Sometimes, especially if the case is emotionally charged and the clients are extremely hostile to each other, it can be easy to demonize the other side, including opposing counsel. Remember that opposing counsel are not enemies but are advocates for their client’s interests. We always treat them professionally and with courtesy and respect so that they remain willing to work toward a mutually satisfactory resolution.
The opposing attorney is not the only person on the other side who must be persuaded. The ultimate decision to settle resides with the clients. Often the opposing attorney needs the other side’s help in persuading a client to settle. An attorney should be sure his or her approach to the case is designed to help the opposing side’s client grasp the costs and risks of proceeding to litigation or arbitration without creating or increasing tension and rancor.

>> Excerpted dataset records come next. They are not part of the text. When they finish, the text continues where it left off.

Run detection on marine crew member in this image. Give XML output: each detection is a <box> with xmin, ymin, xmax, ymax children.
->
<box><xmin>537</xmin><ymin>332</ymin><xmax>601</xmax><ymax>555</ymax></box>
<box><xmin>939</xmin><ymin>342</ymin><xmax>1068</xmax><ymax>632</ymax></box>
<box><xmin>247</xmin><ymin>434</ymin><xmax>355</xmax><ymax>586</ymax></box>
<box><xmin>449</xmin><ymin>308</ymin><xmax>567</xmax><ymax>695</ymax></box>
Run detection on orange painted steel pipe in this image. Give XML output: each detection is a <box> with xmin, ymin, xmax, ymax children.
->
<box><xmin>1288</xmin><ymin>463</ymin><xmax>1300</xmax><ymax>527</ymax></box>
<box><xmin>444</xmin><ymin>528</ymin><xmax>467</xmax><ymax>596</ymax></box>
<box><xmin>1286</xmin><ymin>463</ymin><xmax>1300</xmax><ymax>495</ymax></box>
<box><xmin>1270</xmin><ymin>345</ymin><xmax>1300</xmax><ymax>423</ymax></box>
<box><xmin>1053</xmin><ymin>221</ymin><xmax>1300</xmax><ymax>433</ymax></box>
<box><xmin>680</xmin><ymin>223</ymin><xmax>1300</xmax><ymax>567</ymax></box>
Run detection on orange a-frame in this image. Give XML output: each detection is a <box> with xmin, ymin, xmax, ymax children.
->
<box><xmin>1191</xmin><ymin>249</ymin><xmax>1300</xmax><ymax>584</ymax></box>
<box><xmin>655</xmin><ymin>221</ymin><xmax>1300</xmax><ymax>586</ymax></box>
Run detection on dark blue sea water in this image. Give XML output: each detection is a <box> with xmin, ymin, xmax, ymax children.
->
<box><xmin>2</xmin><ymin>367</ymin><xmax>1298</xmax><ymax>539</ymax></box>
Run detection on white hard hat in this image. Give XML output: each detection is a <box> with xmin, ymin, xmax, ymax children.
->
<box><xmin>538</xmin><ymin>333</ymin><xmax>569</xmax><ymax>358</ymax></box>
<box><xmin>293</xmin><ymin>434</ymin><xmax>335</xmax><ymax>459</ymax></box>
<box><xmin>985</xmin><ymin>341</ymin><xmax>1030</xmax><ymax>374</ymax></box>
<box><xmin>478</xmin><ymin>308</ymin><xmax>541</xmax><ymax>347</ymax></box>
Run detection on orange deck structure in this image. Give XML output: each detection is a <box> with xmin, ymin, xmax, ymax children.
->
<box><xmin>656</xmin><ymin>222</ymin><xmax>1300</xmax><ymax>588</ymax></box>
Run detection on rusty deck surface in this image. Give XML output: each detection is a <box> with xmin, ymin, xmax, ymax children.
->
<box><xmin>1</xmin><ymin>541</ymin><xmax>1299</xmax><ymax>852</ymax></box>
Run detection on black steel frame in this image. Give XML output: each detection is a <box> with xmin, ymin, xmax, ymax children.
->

Do Not Forget Who Will Most Likely Pay – The Insurer or Risk Manager
In high stakes cases, including employment cases, there will almost always be an insurance company, or a corporate risk manager for self-insured or high-deductible clients, who controls any decision to pay money. Therefore, we handle cases in a manner to make sure these decision-makers are well informed about the case.
This takes time, experience, and knowledge. Such decision-makers rarely respond to a fact or argument raised for the first time in mediation. Many plaintiffs’ counsel send a detailed and documented demand letter to opposing counsel weeks in advance of mediation, with the intent that it be forwarded to insurance and risk manager decision-makers. Similarly, defense counsel will normally provide their own detailed analyses of costs and risks to the deciders well in advance of any settlement discussions, in order to develop positions and strategies.